In parallelogram DEFG, DH = x + 2, HF = 2y, GH = 3x – 3, and HE = 5y + 1. Find the values of x and y.

To solve for \(x\) and \(y\) in the parallelogram DEFG, where DH = \( x + 2 \), HF = \( 2y \), GH = \( 3x - 3 \), and HE = \( 5y + 1 \), we must use the properties of a parallelogram.

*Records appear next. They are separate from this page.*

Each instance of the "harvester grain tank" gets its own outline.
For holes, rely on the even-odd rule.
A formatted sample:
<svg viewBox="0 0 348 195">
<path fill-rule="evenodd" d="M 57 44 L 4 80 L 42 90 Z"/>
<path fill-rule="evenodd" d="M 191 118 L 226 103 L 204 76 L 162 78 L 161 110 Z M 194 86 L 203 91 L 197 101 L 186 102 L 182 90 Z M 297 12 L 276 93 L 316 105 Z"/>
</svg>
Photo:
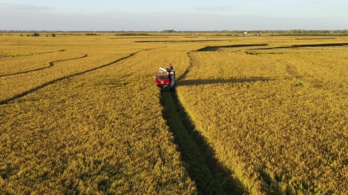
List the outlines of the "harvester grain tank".
<svg viewBox="0 0 348 195">
<path fill-rule="evenodd" d="M 156 84 L 161 91 L 172 91 L 175 89 L 175 71 L 169 68 L 159 67 L 159 72 L 156 73 Z"/>
</svg>

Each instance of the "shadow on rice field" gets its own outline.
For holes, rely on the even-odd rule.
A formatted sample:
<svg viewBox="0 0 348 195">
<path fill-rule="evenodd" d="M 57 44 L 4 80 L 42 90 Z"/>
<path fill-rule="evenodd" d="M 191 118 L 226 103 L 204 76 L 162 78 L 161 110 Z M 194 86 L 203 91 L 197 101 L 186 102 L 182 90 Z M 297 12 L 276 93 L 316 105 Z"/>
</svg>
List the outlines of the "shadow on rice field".
<svg viewBox="0 0 348 195">
<path fill-rule="evenodd" d="M 161 92 L 163 116 L 174 136 L 184 165 L 200 194 L 243 194 L 233 173 L 214 157 L 215 151 L 195 129 L 175 92 Z"/>
</svg>

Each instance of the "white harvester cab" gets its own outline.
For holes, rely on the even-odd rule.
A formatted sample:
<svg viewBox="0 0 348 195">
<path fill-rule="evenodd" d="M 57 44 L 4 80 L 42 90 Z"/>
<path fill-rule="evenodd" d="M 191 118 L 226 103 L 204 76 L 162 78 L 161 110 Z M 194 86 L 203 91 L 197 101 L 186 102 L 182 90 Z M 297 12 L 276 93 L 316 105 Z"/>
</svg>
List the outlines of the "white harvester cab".
<svg viewBox="0 0 348 195">
<path fill-rule="evenodd" d="M 172 91 L 175 89 L 175 71 L 159 67 L 159 72 L 156 73 L 156 84 L 161 91 Z"/>
</svg>

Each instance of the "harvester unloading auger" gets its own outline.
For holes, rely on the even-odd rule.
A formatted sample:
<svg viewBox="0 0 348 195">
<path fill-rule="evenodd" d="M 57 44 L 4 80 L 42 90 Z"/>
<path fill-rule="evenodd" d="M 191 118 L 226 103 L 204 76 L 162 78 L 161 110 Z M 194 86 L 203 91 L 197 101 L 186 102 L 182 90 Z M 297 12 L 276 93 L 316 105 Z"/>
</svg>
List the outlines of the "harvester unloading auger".
<svg viewBox="0 0 348 195">
<path fill-rule="evenodd" d="M 175 89 L 175 71 L 172 69 L 159 67 L 156 73 L 156 84 L 161 91 L 172 91 Z"/>
</svg>

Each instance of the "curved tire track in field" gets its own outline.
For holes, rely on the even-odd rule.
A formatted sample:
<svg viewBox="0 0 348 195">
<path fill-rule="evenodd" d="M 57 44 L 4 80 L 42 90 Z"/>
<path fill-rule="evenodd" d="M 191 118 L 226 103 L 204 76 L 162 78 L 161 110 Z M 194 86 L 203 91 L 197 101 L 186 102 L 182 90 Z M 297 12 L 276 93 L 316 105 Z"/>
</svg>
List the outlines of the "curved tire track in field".
<svg viewBox="0 0 348 195">
<path fill-rule="evenodd" d="M 51 52 L 48 52 L 48 53 L 51 53 Z M 50 68 L 51 67 L 53 66 L 54 65 L 54 63 L 56 62 L 62 62 L 63 61 L 68 61 L 68 60 L 75 60 L 77 59 L 80 59 L 80 58 L 85 58 L 87 57 L 87 54 L 84 54 L 83 56 L 82 57 L 78 57 L 77 58 L 69 58 L 69 59 L 66 59 L 64 60 L 55 60 L 55 61 L 53 61 L 51 62 L 49 62 L 49 66 L 46 66 L 46 67 L 43 67 L 42 68 L 37 68 L 37 69 L 34 69 L 33 70 L 26 70 L 26 71 L 23 71 L 22 72 L 15 72 L 15 73 L 12 73 L 10 74 L 3 74 L 3 75 L 0 75 L 0 77 L 3 77 L 3 76 L 10 76 L 11 75 L 16 75 L 16 74 L 23 74 L 25 73 L 28 73 L 28 72 L 34 72 L 35 71 L 38 71 L 38 70 L 43 70 L 44 69 Z"/>
<path fill-rule="evenodd" d="M 63 76 L 63 77 L 60 77 L 58 79 L 56 79 L 55 80 L 53 80 L 49 81 L 47 83 L 44 83 L 44 84 L 43 84 L 40 86 L 39 86 L 35 87 L 33 89 L 30 89 L 29 90 L 26 91 L 24 92 L 22 92 L 22 93 L 21 93 L 19 94 L 16 95 L 13 97 L 10 97 L 9 98 L 6 99 L 4 100 L 0 101 L 0 105 L 8 104 L 8 103 L 9 103 L 9 102 L 10 101 L 14 100 L 16 99 L 23 97 L 23 96 L 25 96 L 26 95 L 27 95 L 31 93 L 34 92 L 36 91 L 37 91 L 37 90 L 43 88 L 44 87 L 46 87 L 49 85 L 52 84 L 53 84 L 56 82 L 60 81 L 66 79 L 70 78 L 71 77 L 81 75 L 81 74 L 84 74 L 84 73 L 86 73 L 86 72 L 91 72 L 91 71 L 92 71 L 94 70 L 97 70 L 98 69 L 103 68 L 104 67 L 106 67 L 106 66 L 109 66 L 110 65 L 113 64 L 115 63 L 118 62 L 120 61 L 123 60 L 127 59 L 128 58 L 130 58 L 130 57 L 134 56 L 134 55 L 137 54 L 138 53 L 143 52 L 145 51 L 154 50 L 154 49 L 156 49 L 164 48 L 165 47 L 147 49 L 145 49 L 143 50 L 141 50 L 141 51 L 136 52 L 135 53 L 130 54 L 128 56 L 126 56 L 126 57 L 124 57 L 123 58 L 120 58 L 119 59 L 117 59 L 117 60 L 116 60 L 113 62 L 110 62 L 109 63 L 104 64 L 104 65 L 102 65 L 101 66 L 97 66 L 97 67 L 94 67 L 93 68 L 91 68 L 91 69 L 88 69 L 86 70 L 84 70 L 84 71 L 82 71 L 81 72 L 76 72 L 76 73 L 74 73 L 73 74 L 70 74 L 70 75 L 68 75 L 67 76 Z"/>
</svg>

In a parallelogram, opposite sides are equal in length. Since DH and HE are diagonals splitting the parallelogram into two congruent triangles, the segments on each diagonal will be equal due to the properties of the diagonals bisecting each other. That means:
\[ DH = HF \]
\[ GH = HE \]

1. **Equate DH and HF:**
\[ x + 2 = 2y \]
2. **Equate GH and HE:**
\[ 3x - 3 = 5y + 1 \]

Now we can solve these two equations simultaneously:

From equation \(1\):
\[ x + 2 = 2y \]
So:
\[ x = 2y - 2 \tag{3} \]

Substitute equation (3) into equation (2):
\[ 3(2y - 2) - 3 = 5y + 1 \]
\[ 6y - 6 - 3 = 5y + 1 \]
\[ 6y - 9 = 5y + 1 \]
\[ 6y - 5y = 1 + 9 \]
\[ y = 10 \]

Now, substitute \( y = 10 \) back into equation (3):
\[ x = 2(10) - 2 \]
\[ x = 20 - 2 \]
\[ x = 18 \]

Thus, the values of \( x \) and \( y \) are:
\[ x = 18, y = 10 \]

So, the correct answer is:
\[ \boxed{x = 18, y = 10} \]